In a display of mixed messaging that has left supporters, opponents, and financial markets perplexed, Trump stated on Sunday that Iran was in negotiations, suggesting a deal could be reached by Monday. Axios has indicated that discussions are underway among the U.S., Iran, and regional mediators regarding the terms of a potential 45-day ceasefire, which may pave the way for a permanent resolution to the conflict. Global markets have experienced significant turbulence since the onset of the U.S.-Israel conflict with Iran at the end of February. Tehran has effectively shut down the Strait of Hormuz, a crucial waterway responsible for the transit of approximately one-fifth of the world’s total oil and liquefied natural gas. “If the strait is reopened fully around that time (Trump’s Tuesday deadline), oil will fall sharply and risk will rally hard,” said Prashant Newnaha. However, should the U.S. escalate, anticipate a significant repricing in global markets. It’s a matter of observation in what is shaping up to be a binary event.

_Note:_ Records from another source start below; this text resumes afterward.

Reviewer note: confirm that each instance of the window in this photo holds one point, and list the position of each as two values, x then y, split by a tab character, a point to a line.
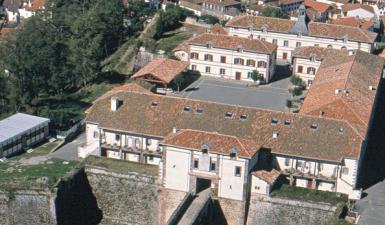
249	75
345	171
262	64
311	70
212	166
299	69
208	57
196	163
237	171
223	59
287	162
250	62
239	61
194	55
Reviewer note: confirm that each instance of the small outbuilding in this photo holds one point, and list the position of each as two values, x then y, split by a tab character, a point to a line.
263	181
21	131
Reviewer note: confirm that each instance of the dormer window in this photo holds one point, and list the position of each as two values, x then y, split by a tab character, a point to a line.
243	117
154	104
228	114
186	109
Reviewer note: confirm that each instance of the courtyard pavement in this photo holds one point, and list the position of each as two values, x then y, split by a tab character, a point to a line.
271	96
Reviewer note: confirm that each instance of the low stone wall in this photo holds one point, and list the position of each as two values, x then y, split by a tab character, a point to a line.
27	207
277	211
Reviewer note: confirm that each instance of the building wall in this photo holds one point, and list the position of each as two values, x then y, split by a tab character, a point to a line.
307	78
304	40
230	68
259	186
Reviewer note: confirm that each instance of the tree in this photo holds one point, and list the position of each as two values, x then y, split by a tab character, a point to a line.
296	80
274	12
178	81
256	76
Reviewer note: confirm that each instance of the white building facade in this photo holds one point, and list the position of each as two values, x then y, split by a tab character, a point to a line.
231	57
289	35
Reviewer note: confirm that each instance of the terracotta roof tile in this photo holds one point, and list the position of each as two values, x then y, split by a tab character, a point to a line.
268	176
36	5
354	73
217	143
317	6
162	69
349	6
315	29
231	42
295	137
354	22
318	52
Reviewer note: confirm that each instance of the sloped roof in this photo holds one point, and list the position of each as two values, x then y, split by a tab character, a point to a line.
218	143
332	140
268	176
354	22
163	69
232	42
349	6
352	75
318	52
317	6
316	29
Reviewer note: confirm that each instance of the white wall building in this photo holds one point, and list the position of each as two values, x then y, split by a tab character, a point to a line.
231	57
20	132
289	35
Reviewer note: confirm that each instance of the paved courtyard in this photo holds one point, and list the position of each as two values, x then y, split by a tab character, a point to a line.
271	96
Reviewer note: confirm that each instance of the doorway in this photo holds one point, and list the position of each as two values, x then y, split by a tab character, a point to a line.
202	184
238	76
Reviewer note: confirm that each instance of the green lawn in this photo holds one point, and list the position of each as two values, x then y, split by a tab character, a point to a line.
304	194
14	176
121	166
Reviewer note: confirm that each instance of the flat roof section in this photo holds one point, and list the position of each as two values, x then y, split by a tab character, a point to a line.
18	124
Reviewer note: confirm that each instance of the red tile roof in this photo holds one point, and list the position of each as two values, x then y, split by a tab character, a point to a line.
354	22
162	69
36	5
232	42
349	6
294	136
316	29
317	6
268	176
217	143
351	76
318	52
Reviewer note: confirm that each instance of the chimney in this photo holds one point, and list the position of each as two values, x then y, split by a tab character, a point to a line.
114	104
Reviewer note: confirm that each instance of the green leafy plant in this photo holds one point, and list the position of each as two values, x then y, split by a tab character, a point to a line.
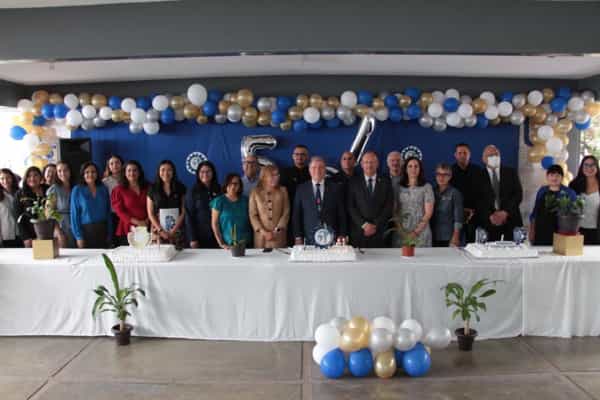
468	303
563	205
120	300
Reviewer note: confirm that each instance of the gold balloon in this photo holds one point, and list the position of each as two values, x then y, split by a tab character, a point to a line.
85	99
315	100
177	102
191	111
564	126
479	105
333	102
40	96
385	364
245	97
295	113
302	101
55	98
264	118
548	95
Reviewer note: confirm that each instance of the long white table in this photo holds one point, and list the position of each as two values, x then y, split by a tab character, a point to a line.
207	294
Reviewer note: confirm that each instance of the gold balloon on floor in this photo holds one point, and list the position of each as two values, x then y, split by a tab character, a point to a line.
385	364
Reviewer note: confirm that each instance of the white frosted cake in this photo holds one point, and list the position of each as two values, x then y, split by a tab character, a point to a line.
314	254
501	250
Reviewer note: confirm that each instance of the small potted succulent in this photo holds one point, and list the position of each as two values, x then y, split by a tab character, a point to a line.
467	304
238	247
118	302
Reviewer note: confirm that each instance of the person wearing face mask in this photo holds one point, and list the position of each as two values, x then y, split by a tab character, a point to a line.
497	210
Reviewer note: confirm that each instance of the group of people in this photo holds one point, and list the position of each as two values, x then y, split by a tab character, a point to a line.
269	207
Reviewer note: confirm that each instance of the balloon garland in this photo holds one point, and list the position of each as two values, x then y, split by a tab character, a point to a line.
551	115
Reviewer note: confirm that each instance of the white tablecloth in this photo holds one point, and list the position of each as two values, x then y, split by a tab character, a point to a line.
207	294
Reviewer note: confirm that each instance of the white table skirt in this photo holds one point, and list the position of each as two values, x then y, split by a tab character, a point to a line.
206	294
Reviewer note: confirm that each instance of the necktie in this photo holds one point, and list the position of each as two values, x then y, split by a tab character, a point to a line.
318	197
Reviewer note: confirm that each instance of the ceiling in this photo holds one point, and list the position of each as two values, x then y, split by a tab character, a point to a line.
543	67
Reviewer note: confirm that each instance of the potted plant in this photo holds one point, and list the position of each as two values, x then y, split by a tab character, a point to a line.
569	212
468	304
238	247
118	302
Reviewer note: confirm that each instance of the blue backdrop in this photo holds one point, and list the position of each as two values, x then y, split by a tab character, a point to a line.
221	144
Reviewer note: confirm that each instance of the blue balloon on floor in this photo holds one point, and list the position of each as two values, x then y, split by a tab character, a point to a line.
360	363
416	362
333	364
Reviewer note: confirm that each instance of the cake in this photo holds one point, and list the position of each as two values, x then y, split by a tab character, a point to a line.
501	250
331	254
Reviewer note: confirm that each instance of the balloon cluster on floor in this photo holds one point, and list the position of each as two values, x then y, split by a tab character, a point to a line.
380	347
551	114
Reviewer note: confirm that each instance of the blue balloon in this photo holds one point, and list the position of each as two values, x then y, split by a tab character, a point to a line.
210	108
482	121
390	101
333	122
39	120
506	96
558	104
60	111
413	93
333	363
547	162
167	116
17	132
215	95
283	103
360	363
395	114
142	102
413	111
451	104
365	97
299	125
48	111
416	362
278	116
114	102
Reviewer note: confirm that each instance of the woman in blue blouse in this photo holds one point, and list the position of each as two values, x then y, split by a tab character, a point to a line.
91	220
228	210
543	222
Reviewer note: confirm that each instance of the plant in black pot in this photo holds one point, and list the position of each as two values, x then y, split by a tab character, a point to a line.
569	212
118	302
467	304
238	247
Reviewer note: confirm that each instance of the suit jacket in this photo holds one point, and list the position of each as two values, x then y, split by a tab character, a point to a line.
306	216
376	209
511	195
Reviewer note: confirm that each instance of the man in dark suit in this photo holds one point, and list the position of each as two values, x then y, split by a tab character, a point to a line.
318	202
370	202
497	209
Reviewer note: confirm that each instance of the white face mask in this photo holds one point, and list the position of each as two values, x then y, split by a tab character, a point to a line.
494	161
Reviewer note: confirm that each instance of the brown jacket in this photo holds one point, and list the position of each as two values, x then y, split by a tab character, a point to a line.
269	210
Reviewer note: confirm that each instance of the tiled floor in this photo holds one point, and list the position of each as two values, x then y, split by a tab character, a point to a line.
96	369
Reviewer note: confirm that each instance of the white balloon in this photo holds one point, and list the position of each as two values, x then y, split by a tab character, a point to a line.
505	108
348	98
465	110
385	323
196	94
311	115
74	118
138	116
160	102
535	98
414	326
435	110
71	101
88	111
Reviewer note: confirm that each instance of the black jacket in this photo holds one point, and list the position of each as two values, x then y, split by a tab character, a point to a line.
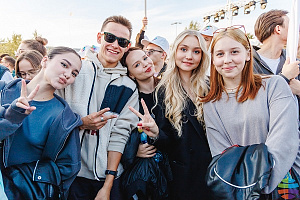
189	155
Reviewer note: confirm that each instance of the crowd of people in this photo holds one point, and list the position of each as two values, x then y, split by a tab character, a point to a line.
145	122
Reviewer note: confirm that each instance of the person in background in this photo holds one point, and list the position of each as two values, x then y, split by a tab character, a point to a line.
243	108
141	35
157	50
28	64
207	33
178	114
271	29
37	44
2	55
9	62
101	95
31	124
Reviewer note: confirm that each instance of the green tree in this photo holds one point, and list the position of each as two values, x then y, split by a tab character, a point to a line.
10	45
194	26
250	36
35	34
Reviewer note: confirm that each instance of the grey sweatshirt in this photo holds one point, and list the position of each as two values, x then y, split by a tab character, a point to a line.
270	118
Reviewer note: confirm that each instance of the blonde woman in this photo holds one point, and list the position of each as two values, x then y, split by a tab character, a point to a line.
179	117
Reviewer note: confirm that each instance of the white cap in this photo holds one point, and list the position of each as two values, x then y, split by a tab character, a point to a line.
208	30
159	41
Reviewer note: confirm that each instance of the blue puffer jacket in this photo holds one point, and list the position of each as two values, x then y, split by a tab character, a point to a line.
62	146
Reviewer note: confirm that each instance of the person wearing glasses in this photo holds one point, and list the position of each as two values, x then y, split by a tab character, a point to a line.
158	50
10	63
101	95
243	108
5	74
28	64
37	44
179	125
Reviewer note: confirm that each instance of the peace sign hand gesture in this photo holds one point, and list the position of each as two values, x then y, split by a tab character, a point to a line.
23	100
147	123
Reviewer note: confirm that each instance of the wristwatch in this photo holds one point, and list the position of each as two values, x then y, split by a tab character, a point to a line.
114	173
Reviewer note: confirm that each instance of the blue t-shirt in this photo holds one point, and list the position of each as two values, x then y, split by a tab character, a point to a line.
30	139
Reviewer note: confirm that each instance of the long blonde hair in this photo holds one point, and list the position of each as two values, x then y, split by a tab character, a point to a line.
175	97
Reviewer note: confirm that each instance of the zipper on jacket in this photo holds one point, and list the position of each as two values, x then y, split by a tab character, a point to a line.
88	107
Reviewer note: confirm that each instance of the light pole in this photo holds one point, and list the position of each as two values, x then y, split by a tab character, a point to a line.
175	23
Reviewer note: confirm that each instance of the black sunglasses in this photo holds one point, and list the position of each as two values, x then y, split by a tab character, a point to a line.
110	38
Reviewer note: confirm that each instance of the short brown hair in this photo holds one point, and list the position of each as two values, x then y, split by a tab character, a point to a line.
10	60
33	56
119	20
266	23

The recent closure has led to a significant increase in oil prices, surpassing $100 per barrel, raising concerns about inflation and disrupting global interest rate projections. Concerns regarding the impact on economic growth have also been a factor as stagflation risks circulate. Market participants have adjusted their expectations, no longer anticipating a shift from the Federal Reserve extending into the latter part of 2027, in contrast to earlier predictions of two rate cuts occurring in 2026 at the beginning of the year. Recent data indicated that U.S. labor market conditions were stable in March; however, economists cautioned that an extended conflict in the Middle East could present potential risks to this stability. The Japanese yen remained steady at 159.55 per U.S. dollar, close to the 21-month low reached last week, as traders monitor potential signs of intervention from Tokyo following recent strong warnings from officials.
On Friday, Japanese Finance Minister Satsuki Katayama alerted currency traders, indicating that the government is prepared to intervene against speculative activities in foreign exchange markets due to a “significantly” increased volatility. Nonetheless, there remains skepticism regarding the effectiveness of any intervention, particularly during a period when geopolitical instability in the Middle East is driving persistent demand for the safe-haven dollar. The yen has depreciated by 1.5% since the onset of the conflict, remaining around the 160 mark. Speculators have been increasing their short yen positions, with the most recent weekly data indicating a short position valued at $5.7 billion, the highest level since July 2024, when Japan last intervened in the foreign exchange markets.